In Emerson, the family court granted a temporary injunction based on very loose evidence of strife between the husband and wife with no finding of family violence or future danger to the wife or daughter. The temporary injunction prevented husband from engaging in any of twenty-two enumerated acts, including the following:
“2. Threatening Petitioner in person, by telephone, or in writing to take unlawful action against any person.”
“4. Intentionally, knowingly, or recklessly causing bodily injury to Petitioner or to a child of either party.”
“5. Threatening Petitioner or a child of either party with imminent bodily injury.” The order provides that it “shall continue in force until the signing of the final decree of divorce or until further order of this court.”
Husband was convicted in federal court of illegal gun possession in violation of 922 based on this civil court injunction. Husband challenged his conviction based on the 2nd Amendment’s right to bear arms, but in 2001 his challenge was denied. The 5th Circuit in that opinion decided there was a sufficient basis to ban gun possession for violation of civil court orders in that instance.
In Rahimi, the court opined that SCOTUS impliedly overruled Emerson in the Bruen opinion, and they declined to follow Emerson even though it was their own precedent. They said, “To the extent that the Supreme Court did not overtly overrule Emerson… Bruen clearly fundamentally changed our analysis of laws that implicate the Second Amendment… rendering our prior precedent obsolete.” Thus, I believe Emerson is not good law any longer.
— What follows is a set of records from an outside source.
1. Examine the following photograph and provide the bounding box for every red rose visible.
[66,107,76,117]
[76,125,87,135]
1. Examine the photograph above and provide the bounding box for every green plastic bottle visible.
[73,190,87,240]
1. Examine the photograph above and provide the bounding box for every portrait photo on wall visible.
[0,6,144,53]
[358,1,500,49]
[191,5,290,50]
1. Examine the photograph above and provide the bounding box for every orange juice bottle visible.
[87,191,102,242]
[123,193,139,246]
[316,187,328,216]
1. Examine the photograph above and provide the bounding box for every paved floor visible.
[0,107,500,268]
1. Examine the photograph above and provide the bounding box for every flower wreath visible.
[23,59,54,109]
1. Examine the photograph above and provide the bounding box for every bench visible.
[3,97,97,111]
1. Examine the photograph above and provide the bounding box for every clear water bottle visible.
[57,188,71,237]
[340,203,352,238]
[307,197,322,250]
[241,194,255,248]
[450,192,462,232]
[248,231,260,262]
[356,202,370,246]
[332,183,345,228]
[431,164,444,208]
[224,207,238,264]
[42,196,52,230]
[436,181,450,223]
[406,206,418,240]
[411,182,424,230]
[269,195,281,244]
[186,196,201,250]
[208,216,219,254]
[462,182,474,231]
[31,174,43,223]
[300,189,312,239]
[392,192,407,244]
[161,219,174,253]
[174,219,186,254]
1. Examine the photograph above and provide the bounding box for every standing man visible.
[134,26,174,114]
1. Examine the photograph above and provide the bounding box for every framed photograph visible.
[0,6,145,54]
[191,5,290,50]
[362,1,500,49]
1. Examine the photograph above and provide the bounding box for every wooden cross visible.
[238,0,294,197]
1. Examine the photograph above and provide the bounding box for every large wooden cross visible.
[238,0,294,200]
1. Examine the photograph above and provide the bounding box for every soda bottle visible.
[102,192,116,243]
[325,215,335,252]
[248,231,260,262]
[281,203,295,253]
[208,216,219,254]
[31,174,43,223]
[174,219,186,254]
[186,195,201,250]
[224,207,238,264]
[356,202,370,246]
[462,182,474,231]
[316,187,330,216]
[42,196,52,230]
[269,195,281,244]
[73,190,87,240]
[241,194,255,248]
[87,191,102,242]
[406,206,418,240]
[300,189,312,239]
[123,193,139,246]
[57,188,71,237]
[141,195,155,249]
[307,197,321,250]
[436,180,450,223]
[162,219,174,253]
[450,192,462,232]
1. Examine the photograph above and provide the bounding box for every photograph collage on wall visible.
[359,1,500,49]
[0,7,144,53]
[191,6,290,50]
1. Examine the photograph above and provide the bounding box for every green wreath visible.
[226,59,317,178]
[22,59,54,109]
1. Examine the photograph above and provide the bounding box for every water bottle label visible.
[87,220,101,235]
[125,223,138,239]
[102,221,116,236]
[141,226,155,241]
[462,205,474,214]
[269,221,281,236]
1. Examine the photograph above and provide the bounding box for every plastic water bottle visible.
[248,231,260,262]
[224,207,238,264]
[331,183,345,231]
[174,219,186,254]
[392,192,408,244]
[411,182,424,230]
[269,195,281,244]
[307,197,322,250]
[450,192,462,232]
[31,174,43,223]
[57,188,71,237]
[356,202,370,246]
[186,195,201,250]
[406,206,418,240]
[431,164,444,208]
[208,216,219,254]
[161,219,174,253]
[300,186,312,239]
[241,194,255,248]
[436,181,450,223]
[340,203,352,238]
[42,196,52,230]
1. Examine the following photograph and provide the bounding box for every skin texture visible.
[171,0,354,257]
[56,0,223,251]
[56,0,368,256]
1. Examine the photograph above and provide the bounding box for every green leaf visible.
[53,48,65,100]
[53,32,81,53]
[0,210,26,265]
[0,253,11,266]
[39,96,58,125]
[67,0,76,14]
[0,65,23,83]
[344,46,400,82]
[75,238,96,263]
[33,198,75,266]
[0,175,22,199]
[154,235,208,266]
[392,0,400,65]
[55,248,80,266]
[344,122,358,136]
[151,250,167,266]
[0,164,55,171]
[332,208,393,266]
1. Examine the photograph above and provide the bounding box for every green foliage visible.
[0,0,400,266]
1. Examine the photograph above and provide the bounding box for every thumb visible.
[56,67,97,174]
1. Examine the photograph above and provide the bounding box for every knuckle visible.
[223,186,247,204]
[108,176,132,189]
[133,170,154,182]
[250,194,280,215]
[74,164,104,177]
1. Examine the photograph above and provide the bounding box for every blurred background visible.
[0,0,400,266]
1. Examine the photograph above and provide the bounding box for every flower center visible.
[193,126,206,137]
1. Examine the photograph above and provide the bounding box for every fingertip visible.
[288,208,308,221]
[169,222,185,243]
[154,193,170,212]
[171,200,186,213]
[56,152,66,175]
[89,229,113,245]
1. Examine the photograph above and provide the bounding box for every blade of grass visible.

So where does this leave family courts in crafting civil court orders regarding gun possession? Certainly federal criminal prosecution for gun possession in violation of a civil court order under 922 is out the window in the 5th Circuit region as a result of this Rahimi opinion. Although the 5th Circuit’s Rahimi opinion is only binding on the federal district courts within that circuit and not on state courts, I think this opinion when taken as an interpretation of the Supreme Court’s Bruen opinion on gun rights as a whole means that the almost identical Texas state statute is subject to challenge if not unconstitutional as well. Further, if a client were faced with criminal contempt of court in a family court proceeding for a similar violation, I’d make the same argument under the Bruen/Rahimi analysis.
I’m also concerned that even bond conditions on a person accused of a crime but not yet convicted might not be effective in banning gun possession until the conviction occurs. Look for inventive criminal defense attorneys to begin making those types of challenges under this logic.
But, how can family courts assist in protecting victims of domestic violence if the perpetrators will still have guns? In Rahimi, the defendant got in this mess because he shot a gun at the victim/child and now we’re telling victims that we will enter pieces of paper that prohibit them from taking those actions, but we won’t take their guns away!
Are there other remedies that would allow a civil court to enforce a ban on gun possession? Maybe appointing a “gun receiver” to hold the guns for the duration of the PO and then ordering them turned over? Creative, maybe, but I’m not sure it gets there. It will be interesting to see what may follow from this current decision.